In practice, monthly rents track local white-collar income levels, which means the product can still feel pricey for fresh graduates in top-tier cities, even with furnished rooms and bundled services.

How it fits into KE’s platform strategy

Auntie Apartment sits alongside existing brokerage and new-home services in KE’s Beike platform, helping the group capture rental demand instead of only one-off sales commissions.

Management has described long-term rentals and housing services as part of a “one-stop” home solution that extends KE’s relationship with users beyond a single transaction.

Context and stock reference

KE Holdings, known to many users through its Beike platform and Auntie Apartment rentals, is one of China’s larger online-to-offline housing service providers spanning sales, rentals and home renovation.

Shares of KE Holdings Inc (US4824971042) trade on the NYSE under the ticker BEKE, recently quoted around the mid-teens in US dollars.

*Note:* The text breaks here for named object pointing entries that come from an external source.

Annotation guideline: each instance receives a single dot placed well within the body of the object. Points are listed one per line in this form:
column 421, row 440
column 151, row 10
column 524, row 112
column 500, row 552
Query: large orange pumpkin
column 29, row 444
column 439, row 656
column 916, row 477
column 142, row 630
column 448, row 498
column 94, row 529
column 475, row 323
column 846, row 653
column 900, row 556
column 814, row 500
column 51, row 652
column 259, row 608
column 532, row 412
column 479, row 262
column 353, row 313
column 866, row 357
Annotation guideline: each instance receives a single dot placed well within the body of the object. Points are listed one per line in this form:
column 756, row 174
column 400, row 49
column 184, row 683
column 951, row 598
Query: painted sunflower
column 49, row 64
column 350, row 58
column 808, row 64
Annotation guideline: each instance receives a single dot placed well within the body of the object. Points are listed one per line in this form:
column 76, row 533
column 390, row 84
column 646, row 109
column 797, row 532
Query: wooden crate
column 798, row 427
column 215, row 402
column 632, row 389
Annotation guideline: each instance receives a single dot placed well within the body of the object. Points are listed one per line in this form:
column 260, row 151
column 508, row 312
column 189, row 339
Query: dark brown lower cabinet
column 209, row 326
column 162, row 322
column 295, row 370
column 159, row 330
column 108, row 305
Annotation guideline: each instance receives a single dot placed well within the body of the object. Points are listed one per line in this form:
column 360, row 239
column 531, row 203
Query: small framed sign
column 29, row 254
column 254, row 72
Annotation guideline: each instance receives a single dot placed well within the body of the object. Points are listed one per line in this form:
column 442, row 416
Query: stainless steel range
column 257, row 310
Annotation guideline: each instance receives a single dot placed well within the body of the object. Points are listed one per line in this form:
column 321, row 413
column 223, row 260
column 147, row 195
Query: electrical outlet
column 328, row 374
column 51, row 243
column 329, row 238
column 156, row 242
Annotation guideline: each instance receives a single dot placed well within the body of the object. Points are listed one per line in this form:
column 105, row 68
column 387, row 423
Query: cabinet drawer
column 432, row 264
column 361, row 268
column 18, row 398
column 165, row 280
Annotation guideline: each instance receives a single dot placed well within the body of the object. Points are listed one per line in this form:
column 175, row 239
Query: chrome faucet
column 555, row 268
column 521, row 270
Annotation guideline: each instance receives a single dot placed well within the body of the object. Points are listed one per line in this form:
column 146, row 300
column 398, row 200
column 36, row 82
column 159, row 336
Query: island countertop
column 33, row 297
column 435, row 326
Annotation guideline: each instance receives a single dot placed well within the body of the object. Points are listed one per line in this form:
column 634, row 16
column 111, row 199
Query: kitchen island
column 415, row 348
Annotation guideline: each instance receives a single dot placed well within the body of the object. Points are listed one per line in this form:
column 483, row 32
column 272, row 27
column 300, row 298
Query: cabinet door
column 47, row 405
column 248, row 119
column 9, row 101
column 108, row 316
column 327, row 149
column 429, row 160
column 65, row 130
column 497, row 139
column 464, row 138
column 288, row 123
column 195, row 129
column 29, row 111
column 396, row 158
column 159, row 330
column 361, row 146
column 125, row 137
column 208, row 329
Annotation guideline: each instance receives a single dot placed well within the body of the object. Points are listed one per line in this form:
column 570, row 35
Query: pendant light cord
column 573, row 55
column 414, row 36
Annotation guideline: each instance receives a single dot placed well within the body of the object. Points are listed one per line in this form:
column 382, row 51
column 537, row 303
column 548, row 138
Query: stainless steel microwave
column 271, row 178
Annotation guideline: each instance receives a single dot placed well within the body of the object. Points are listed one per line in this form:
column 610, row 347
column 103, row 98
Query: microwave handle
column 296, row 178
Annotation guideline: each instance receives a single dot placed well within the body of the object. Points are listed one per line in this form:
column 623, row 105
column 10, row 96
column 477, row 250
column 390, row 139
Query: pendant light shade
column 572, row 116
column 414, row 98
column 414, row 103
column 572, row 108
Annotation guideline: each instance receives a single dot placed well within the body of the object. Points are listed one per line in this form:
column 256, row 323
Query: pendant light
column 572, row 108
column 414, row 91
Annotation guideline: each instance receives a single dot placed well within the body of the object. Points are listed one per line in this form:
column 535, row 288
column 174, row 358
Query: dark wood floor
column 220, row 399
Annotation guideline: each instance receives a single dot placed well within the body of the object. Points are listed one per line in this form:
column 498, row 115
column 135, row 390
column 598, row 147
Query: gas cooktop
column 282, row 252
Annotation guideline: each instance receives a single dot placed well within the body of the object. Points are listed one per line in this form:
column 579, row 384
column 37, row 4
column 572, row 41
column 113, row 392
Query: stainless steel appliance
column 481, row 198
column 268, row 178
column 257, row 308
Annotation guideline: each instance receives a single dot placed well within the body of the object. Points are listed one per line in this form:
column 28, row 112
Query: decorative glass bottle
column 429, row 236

Key facts on Auntie Apartment

  • Product: Auntie Apartment rental service
  • Manufacturer: KE Holdings Inc
  • Category: Software/Service/Subscription
  • Launch: Gradual rollout in major Chinese cities over recent years
  • RRP / Price: Monthly rent based on city and unit type, positioned mid-market
  • Availability: Selected large cities in mainland China via KE’s Beike platform and Auntie Apartment channels
  • Target group: Young professionals and white-collar workers seeking managed rental apartments
  • Highlight / USP: Standardised, furnished apartments with transparent monthly pricing and centralised management

More on Auntie Apartment across social media

This article was AI-assisted and editorially reviewed. Product information without guarantee; prices and availability may change at short notice. No investment advice, no buy or sell recommendation. Stock-market transactions involve risks up to total loss.